Because the site-driven model funnels limited candidates to one geographic location, it increases costs (i.e., travel expenses) and reduces data applicability, as participants are often not representative of the targeted population. Sponsors must hope enough eligible candidates are reasonably close to the location, and inequities are frequent – especially in areas that lack the right targeted participants for complete results.
In this respect, a site-driven approach generalizes data due to unequal representation of certain groups, including rural residents, women and patients with comorbidities.
Decentralized clinical trials (DCTs) help address the problem, delivering accessibility, reduced costs and a better patient experience. Designed to augment or replace the traditional model, DCTs use RWD/RWE and other technologies to apply proven historical performance to a location-agnostic context, bringing the trial to patients via telehealth, remote monitoring and/or local settings. Leveraging predictive analytics of sites’ past performance, DCTs recruit based on where patients live instead of where PI relationships exist.

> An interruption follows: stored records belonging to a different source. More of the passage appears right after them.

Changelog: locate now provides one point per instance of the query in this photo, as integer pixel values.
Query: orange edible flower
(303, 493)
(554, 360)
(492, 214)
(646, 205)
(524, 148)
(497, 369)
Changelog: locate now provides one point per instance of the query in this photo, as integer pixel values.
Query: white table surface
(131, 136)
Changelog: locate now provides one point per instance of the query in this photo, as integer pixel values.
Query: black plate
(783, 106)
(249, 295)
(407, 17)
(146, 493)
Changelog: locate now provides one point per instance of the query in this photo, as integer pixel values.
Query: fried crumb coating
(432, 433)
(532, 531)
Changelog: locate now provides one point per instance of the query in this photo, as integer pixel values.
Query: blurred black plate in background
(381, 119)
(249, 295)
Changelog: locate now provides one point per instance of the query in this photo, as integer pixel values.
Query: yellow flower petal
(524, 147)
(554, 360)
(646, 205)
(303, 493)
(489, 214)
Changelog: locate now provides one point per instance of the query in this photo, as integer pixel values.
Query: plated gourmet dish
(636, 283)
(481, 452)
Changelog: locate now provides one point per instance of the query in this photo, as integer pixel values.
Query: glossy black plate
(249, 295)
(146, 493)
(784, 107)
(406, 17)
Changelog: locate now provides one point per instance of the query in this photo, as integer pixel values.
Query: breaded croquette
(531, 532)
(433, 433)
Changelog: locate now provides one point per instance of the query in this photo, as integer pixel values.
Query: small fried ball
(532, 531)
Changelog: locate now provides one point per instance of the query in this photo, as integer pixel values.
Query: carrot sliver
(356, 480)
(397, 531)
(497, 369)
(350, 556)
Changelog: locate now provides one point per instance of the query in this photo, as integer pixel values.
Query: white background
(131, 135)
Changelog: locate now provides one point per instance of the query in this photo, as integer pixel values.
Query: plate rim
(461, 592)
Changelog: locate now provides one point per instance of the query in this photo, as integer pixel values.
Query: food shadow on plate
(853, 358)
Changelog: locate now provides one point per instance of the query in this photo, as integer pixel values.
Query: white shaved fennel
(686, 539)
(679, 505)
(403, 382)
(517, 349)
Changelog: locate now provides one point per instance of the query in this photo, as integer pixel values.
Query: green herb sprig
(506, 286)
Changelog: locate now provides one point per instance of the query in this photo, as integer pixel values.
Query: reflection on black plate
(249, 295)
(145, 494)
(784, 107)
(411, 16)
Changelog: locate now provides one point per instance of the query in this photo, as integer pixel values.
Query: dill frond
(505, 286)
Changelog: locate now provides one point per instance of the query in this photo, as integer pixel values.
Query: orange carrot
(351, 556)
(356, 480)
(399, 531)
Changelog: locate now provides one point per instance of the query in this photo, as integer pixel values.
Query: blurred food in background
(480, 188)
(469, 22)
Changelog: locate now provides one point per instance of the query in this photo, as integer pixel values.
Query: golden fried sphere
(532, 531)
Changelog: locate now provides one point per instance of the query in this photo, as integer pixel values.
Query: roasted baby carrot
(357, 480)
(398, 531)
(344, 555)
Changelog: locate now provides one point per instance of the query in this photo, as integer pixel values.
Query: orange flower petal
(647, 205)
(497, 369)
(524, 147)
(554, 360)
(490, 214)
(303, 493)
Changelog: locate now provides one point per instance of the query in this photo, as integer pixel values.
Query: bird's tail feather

Synthetic control arms (SCAs) can also streamline studies and ease patient burden. From a scientific standpoint, placebo-controlled trials are widely accepted as the optimal approach. However, this view does not consider the soaring cost of trials nor the ethical considerations of giving sick patients an inactive placebo. Consider a gene transfer trial for late infantile neuronal ceroid lipofuscinosis (today known as CLN2 disease), a fatal condition in children. In this scenario, a traditional control group would require:
- Performing a sham surgery on sick children
- Dividing a small number of patients into experimental and placebo groups
- Raising the financial stakes of an already high-stakes study
- Lengthening the runway to statistically relevant data
The CLN2 study may be an extreme example, yet many sponsors already recognize the power of SCAs to supplement or replace traditional control arms.
SCAs use de-identified patient data (i.e., external control data) from pre-existing datasets, mimicking patients who would otherwise be recruited – then compare the data to an actual group receiving a treatment to evaluate effectiveness.
SCAs can reduce the number of patients needed by up to 50 percent, decreasing trial duration and cost. SCAs can also improve the patient experience and outcomes by enabling all study participants to receive the treatment.
The FDA’s Role: Advancing Clinical Trials
Regulatory agencies are increasingly integrating RWD/RWE, allowing for flexible and faster review.
This trend drove the FDA’s August 2023 and December 2023 guidance on the use of RWD/RWE for regulatory decisions on drugs/biologics (kickstarted by the 21st Century Cures Act). Combined with trial research, RWE can shorten the process and fuel FDA approvals.
The FDA’s commitment to keeping regulatory pace with technological advancements is commendable. We recommend that the agency also:
- Issue clear guidance on patient-consent and data-sharing requirements in trials, particularly considering promising applications for RWD in DCTs and SCAs;
- Capture, monitor and manage pre-specification activities in drug development; and
- Affirm that Pre-Approval Information Exchange (PIE) is applicable in the case of DCTs.
Final Thoughts
The potential to transform clinical trials is within our grasp.
For the research community, long-overdue changes can modernize the sector for greater effectiveness, equity and efficiency – and improved outcomes. Patients counting on access to innovations don’t have time to waste.
RWD/RWE powered by AI in the service of passion for discovery holds a bright future for us all.